Breaking the cycle of silent complicity, as it were, would acknowledge that a problem exists. This is so even in Singapore, where family values are promoted assiduously. Care and emotional support for aged parents is thankfully the majority habit, but it cannot be assumed that this might not get weakened as social mores change and the millennial generation march to a different drummer.
The higher the ageing ratio in the demographic, the worse the social pathology of neglect, abuse and abandonment might get. The issue needs an airing so that appropriate responses such as support services and even legislation can be tailored to mitigate the effects. There is already a law for parents to sue for maintenance.
For suffering parents to be taking out personal protection orders against their abusers would indicate they are at the end of their tether. Some have been assaulted repeatedly by sons who demanded money to feed gambling and drug habits. Those who lived with married children might have endured mental cruelty. By the time the doddering aged are diddled out of their flats and have been forced out as destitutes, as has happened, it would be too late. Intervention should come well before then. Victims should be encouraged to seek help. Often, the neighbourhood grassroots network is all they know of as state agencies and non-governmental organisations (NGOs) appear remote.

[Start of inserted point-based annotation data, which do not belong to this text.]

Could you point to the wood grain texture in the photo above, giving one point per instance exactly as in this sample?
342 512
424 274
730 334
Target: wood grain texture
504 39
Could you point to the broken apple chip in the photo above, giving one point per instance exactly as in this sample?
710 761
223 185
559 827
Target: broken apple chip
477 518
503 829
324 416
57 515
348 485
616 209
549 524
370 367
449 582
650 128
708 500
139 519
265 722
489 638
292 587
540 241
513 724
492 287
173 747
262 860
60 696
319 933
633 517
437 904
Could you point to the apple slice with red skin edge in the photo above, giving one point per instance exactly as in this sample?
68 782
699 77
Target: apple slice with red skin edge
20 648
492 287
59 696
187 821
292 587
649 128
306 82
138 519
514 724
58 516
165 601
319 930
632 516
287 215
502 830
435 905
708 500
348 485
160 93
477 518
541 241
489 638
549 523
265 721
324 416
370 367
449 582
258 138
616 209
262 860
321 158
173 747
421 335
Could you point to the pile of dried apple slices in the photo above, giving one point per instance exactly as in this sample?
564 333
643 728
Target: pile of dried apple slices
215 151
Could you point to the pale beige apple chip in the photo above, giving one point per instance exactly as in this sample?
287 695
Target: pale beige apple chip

There is an impressive body of research on elder violence and mental cruelty conducted by academics, protective services and family-centred organisations like the Tsao Foundation. Studying the triggers for abusive behaviour and stoic acceptance by victims frequently has brought the same conclusions. It is more useful to strengthen the network of NGOs and voluntary support services for victims to get relief before the point of relational no return is reached.